C’est dans ce contexte qu’une proposition de loi tendant à réprimer la contestation de l’existence du génocide arménien a été déposée et adoptée par l’Assemblée nationale le 12 octobre 2006. Ce texte n’a pas été inscrit à l’ordre du jour du Sénat. De même, une proposition de loi déposée au Sénat a été rejetée en séance publique le 4 mai 2011, après l’adoption d’une motion d’exception d’irrecevabilité, tandis que la loi du 23 janvier 2012 visant à réprimer la contestation de l’existence des génocides reconnus par la loi a fait l’objet, le 28 février 2012, d’une censure du Conseil constitutionnel.

Enfin, le 3 décembre 2015, l’Assemblée Nationale a voté le renvoi en commission de la proposition de loi n° 2276 visant à réprimer la négation des génocides et des crimes contre l’humanité du XXe siècle, au motif que celui-ci était trop fragile du point de vue juridique.

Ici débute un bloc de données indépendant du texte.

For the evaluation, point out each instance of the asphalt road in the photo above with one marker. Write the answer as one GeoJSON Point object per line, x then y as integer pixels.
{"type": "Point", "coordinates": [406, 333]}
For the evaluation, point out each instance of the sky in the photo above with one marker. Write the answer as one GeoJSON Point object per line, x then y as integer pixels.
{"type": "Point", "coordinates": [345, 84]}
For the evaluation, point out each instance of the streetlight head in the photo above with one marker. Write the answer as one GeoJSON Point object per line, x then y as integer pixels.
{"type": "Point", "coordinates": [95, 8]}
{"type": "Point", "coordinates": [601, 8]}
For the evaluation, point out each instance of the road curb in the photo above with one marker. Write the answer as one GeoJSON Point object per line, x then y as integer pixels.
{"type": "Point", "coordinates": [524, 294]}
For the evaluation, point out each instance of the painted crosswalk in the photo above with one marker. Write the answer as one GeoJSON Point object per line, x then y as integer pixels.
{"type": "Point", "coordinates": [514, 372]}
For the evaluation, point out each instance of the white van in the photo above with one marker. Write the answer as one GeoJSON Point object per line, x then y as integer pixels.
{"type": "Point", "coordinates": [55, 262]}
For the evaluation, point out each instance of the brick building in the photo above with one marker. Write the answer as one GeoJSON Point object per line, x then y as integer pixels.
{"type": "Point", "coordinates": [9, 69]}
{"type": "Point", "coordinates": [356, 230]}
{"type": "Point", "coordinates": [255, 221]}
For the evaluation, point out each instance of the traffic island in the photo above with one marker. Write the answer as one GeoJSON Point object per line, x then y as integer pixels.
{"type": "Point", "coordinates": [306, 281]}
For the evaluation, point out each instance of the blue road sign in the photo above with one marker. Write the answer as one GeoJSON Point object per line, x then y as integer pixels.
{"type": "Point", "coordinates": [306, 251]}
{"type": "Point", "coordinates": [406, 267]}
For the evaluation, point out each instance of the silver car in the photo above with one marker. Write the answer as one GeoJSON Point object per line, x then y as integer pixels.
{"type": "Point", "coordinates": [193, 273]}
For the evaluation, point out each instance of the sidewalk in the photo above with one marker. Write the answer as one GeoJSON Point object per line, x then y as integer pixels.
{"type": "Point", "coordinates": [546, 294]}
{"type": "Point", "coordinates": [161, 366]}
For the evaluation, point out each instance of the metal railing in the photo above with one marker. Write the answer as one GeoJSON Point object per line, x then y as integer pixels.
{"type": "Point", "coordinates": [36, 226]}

C’est pourquoi, il fallait rechercher les outils juridiques les plus adaptés permettant de donner toute sa portée à la reconnaissance du génocide arménien et, plus largement, à réprimer la négation de l’ensemble des crimes de génocide et des crimes contre l’humanité dans le strict respect des exigences constitutionnelles et conventionnelles.

Il s’agit donc par cet amendement de conforter un principe de la République en luttant contre les discours de haine et les contenus illicites en ligne.